Davon auszugehen, dass ein Zwangsversteigerungsobjekt keine Mängel hätte nur weil keine im Gutachten erwähnt werden, kann ins Auge gehen.
Aus schlechten Erfahrungen empfehle ich dir, dich kundig zu
machen, ob das Grundstück eine Altlast (irgendeine
Verunreinigung) hat. Die Landratsämter haben Erkundungen in
den letzen Jahren durchgeführt. Wie wurde das Grundstück
früher genutzt? Wie wurde es aufgefüllt? Mit was?
Sollte vor einem Kauf geklärt sein, denn im Zweifel zahlt der
Neuerwerber die Sanierung.
Schön,. dass Du darauf hinweisst.Die Nutzungsgeschichte und die Angaben zu Ablagerungen würde ich schriftlich als Anlage zum Kaufvertrag aufnehmen. @Ausgangsposter:smiley:a ich als Chemiker in dem Altlasten-Gewerbe tätig bin, könnte ich Dir bei Unklarheiten Tips geben. auch per mail.

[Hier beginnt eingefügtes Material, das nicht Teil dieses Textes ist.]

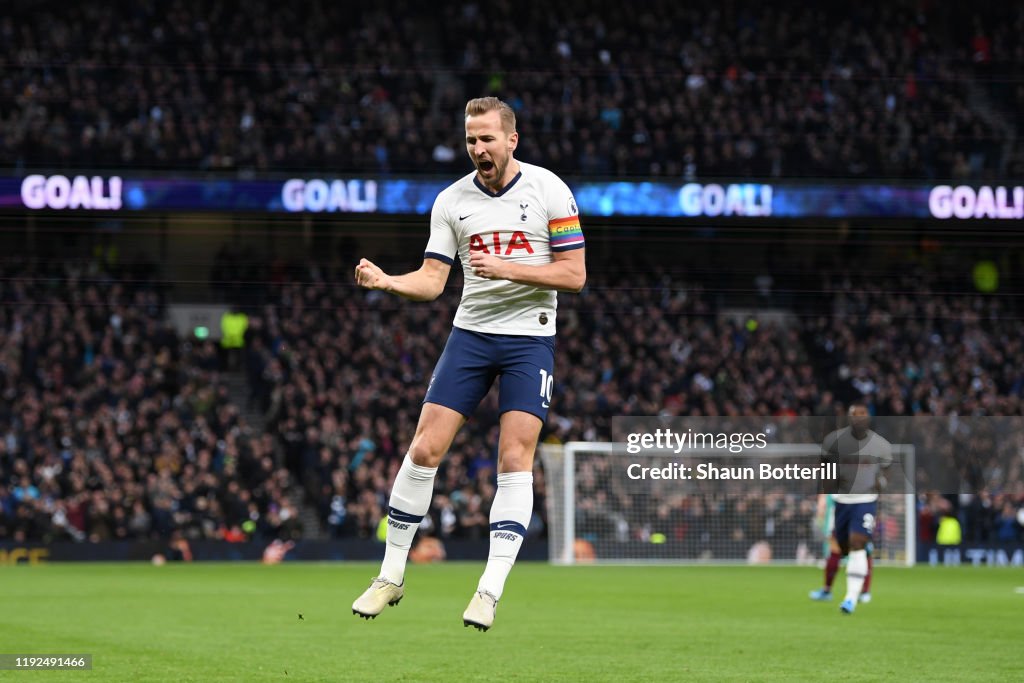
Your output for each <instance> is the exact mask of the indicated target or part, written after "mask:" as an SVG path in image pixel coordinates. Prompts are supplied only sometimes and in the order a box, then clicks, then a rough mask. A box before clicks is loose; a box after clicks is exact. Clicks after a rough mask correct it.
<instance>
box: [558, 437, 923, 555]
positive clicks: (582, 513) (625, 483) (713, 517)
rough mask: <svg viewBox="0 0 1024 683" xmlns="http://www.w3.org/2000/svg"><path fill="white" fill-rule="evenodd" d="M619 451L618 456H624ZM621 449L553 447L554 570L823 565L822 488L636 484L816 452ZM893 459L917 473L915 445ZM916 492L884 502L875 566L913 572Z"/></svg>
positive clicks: (880, 516)
mask: <svg viewBox="0 0 1024 683" xmlns="http://www.w3.org/2000/svg"><path fill="white" fill-rule="evenodd" d="M616 446H617V447H616ZM621 446H623V444H614V443H610V442H582V441H574V442H569V443H565V444H558V445H553V444H545V445H544V446H543V447H542V451H541V453H542V458H543V462H544V467H545V479H546V481H547V505H548V536H549V545H550V557H551V561H552V562H554V563H558V564H575V563H581V562H605V563H657V562H668V563H683V562H710V563H740V562H750V563H768V562H782V563H807V564H811V563H815V562H817V561H818V560H820V559H821V558H822V557H823V556H825V555H826V554H827V545H826V544H827V535H828V533H829V532H830V526H829V525H828V524H829V522H830V520H829V519H828V517H827V510H828V509H829V508H830V506H823V505H821V503H823V502H824V501H823V500H822V499H819V496H818V495H817V494H816V493H815V492H816V488H815V487H813V486H811V485H807V486H804V487H800V486H794V485H787V484H786V483H784V482H783V483H780V482H779V481H772V480H762V479H758V478H755V479H754V480H734V481H724V482H723V481H716V482H715V485H706V484H707V482H700V481H694V480H692V479H691V480H680V479H679V478H657V479H654V478H649V477H647V478H638V477H637V475H638V474H640V473H641V472H642V470H643V469H644V468H648V470H647V472H648V473H649V472H650V469H658V470H659V471H660V472H662V473H663V474H668V475H670V477H671V475H672V474H673V472H674V470H673V468H678V467H679V465H678V463H679V462H680V459H681V458H683V459H684V461H685V462H687V463H688V464H690V465H691V466H692V467H694V468H695V467H696V465H695V463H700V464H701V465H700V466H701V467H702V468H705V471H707V468H708V467H715V468H718V471H719V472H722V471H726V472H742V471H743V470H744V469H745V468H746V467H755V466H756V464H757V465H761V466H764V465H765V464H769V465H770V464H772V462H773V461H774V462H775V463H777V464H778V465H780V466H781V465H782V464H783V461H793V459H794V458H804V459H806V460H807V461H808V462H810V461H811V459H813V458H815V457H819V456H820V453H821V445H820V444H817V443H795V444H793V443H791V444H768V446H767V449H765V447H761V449H758V450H757V451H756V453H755V452H753V451H742V452H739V453H730V452H729V451H728V450H722V451H708V450H700V451H699V453H698V454H697V452H696V451H689V450H683V451H682V452H681V453H680V452H674V453H673V454H657V453H644V454H641V455H628V454H627V453H626V451H625V449H623V447H621ZM892 447H893V456H894V457H895V458H897V459H898V460H899V461H901V462H902V464H903V467H904V469H905V471H907V472H913V471H914V469H913V446H912V445H910V444H901V443H894V444H892ZM915 537H916V533H915V505H914V496H913V494H912V493H899V494H883V495H882V496H880V498H879V514H878V518H877V520H876V526H874V537H873V552H872V555H873V557H874V559H876V561H879V562H882V563H888V564H907V565H910V564H913V561H914V554H915Z"/></svg>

Ganz schlimm ist es, wenn der Hausbesitzer den Gutachter noch
nicht mal aufs Grundstück lässt! Das steht allerdings dann
auch im Gutachten drin.
Was ich sagte.
Davon auszugehen, dass ein Zwangsversteigerungsobjekt keine
Mängel hätte nur weil keine im Gutachten erwähnt werden, kann
ins Auge gehen.
Das sagte ich wiederum nicht, daß ein Gutachten vor Mängeln schützt. Aber sollte kein Gutachten möglich gewesen sein: NICHT KAUFEN! Ist ein Gutachten ordnungsgemäß erstellt worden, dann steht sicherlich drin, daß der Keller voll Wasser steht die Elektroanlage 250 jahre alt ist und das Dach nicht mehr da ist.